The task of the new EU27 is to minimise the negative consequences of Brexit while capitalising on the opportunities created. But this will be complicated by the UK’s exercise of its much-desired freedom to negotiate its own trade deals. The agriculture and food sectors will be particularly affected. If the UK makes a deal with the US, it is likely to be considerably more favourable to the US than the Transatlantic Trade and Investment Pact (TTIP) would have been, partly because the UK is in general sympathetic to the US regulatory approach and also because it will be the weaker partner in the negotiation. The UK will be keen to show that it no longer needs the EU to make its trade deals, but it will be without the analytical and negotiating resources available to the US. Thus GM crops, hormones in beef and antibiotics in chicken will probably cross the Atlantic, since the UK is a net importer of food. This will further complicate any new trade relationship between the UK and the EU.
A New World Order
The biggest challenge facing the new EU27 is, however, one faced by the world as a whole: the threat to the international economic order. This order had two characteristics: it was avowedly universal in character, and it was intended to be a rules-based system. Trade and investment benefited from this.
From the end of the Second World War, the international trade regime was intended to be universal in coverage, even if the GATT and the World Trade Organisation, its successor, had restricted membership. Even now, not all countries are members of WTO, and the WTO process is stalled in any case.

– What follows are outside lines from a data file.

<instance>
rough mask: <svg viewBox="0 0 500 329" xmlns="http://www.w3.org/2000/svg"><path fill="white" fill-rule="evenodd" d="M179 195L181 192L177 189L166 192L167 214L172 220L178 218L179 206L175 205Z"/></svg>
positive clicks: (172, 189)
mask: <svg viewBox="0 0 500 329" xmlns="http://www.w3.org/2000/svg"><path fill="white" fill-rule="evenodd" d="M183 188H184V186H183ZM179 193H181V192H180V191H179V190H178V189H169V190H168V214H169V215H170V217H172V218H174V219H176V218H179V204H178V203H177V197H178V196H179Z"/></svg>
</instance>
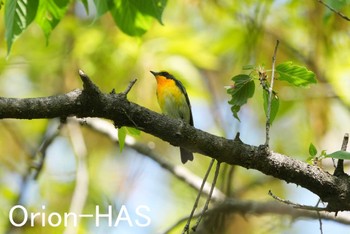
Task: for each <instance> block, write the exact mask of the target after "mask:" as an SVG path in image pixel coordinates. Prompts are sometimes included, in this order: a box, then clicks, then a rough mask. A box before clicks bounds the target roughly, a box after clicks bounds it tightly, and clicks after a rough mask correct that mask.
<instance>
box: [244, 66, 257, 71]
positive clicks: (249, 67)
mask: <svg viewBox="0 0 350 234" xmlns="http://www.w3.org/2000/svg"><path fill="white" fill-rule="evenodd" d="M254 67H255V66H254V65H244V66H243V67H242V70H252V69H254Z"/></svg>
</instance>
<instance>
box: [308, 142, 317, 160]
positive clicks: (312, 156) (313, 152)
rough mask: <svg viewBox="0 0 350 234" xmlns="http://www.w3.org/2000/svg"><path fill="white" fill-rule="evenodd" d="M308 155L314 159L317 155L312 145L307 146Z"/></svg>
mask: <svg viewBox="0 0 350 234" xmlns="http://www.w3.org/2000/svg"><path fill="white" fill-rule="evenodd" d="M309 154H310V156H311V157H315V156H316V155H317V149H316V147H315V146H314V144H312V143H310V145H309Z"/></svg>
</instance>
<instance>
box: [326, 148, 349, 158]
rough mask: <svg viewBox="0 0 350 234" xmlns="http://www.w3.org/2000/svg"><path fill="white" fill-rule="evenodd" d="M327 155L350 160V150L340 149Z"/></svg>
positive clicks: (329, 156)
mask: <svg viewBox="0 0 350 234" xmlns="http://www.w3.org/2000/svg"><path fill="white" fill-rule="evenodd" d="M326 157H327V158H336V159H347V160H350V152H346V151H342V150H339V151H336V152H333V153H331V154H327V155H326Z"/></svg>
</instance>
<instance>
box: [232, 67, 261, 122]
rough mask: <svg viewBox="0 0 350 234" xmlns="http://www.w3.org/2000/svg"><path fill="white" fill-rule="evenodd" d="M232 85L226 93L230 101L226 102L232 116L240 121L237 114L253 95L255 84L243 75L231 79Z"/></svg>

Instead we see a proliferation of regional trade agreements (RTAs) involving various combinations of countries and with no standard coverage. The EU has in recent years pursued its own trade agreements as a result of the stalled WTO process.
The old rules no longer apply. Military conflicts are increasingly automated, with little regard to the principles of international law. Economic sanctions are imposed on countries, assets are frozen and individuals are refused travel, without any agreed process or right of appeal. To the extent that these measures have replaced actual warfare they are to be welcomed, but they undermine the concepts of justice systems at the international level and can in fact encourage warfare later on. Within the EU, this undermining of the rules-based system can be seen in the weakening of economic criteria in government finances, as well as in the weakening of the Schengen agreement and the rejection of the EU system by the current governments in Poland and Hungary.
Finally, the US President is currently an additional key contributor to global political and economic uncertainty. His kindest supporters will say that this is part of a grand strategy, but nothing he has said or done provides confidence that he understands what he is talking about, or means what he says. This makes the EU’s efforts to navigate an uncertain world that much more difficult. The abandonment of the Transatlantic Trade and Investment Pact (TTIP) is not a catastrophe: it was a US initiative that was regarded with great suspicion by many Europeans, and trade and investment between Europe and the United States will continue to grow in any case. However, the Trump administration has cut back on development assistance and is still repudiating the Paris Agreement on climate change. These steps strike at core issues for the EU, issues that Europeans care about and take seriously. The EU and other groupings will have to make considerable efforts to meet the global shortfalls and maintain momentum.
The existing order is under threat. The consequences for economic growth are serious, and the policy response has to be bold and vigorous. Some voices call for a return to the WTO, reform of the United Nations Security Council, more resources for the International Criminal Court, and so on. All of these changes would be welcome but much more is needed.
Traditional diplomacy will help. However, there is a need for a new approach, one that engages the business sector far more deeply and comprehensively. On both sides of the Atlantic there are people, funds and technologies which, if jointly engaged, could benefit not only those directly concerned but the world economy as a whole. There is no need for another summit where PowerPoint substitutes for thought. But there is a need for something different; new ideas, trade and investment projects on a scale and of a scope that can capture the imagination and point to promising paths of business growth.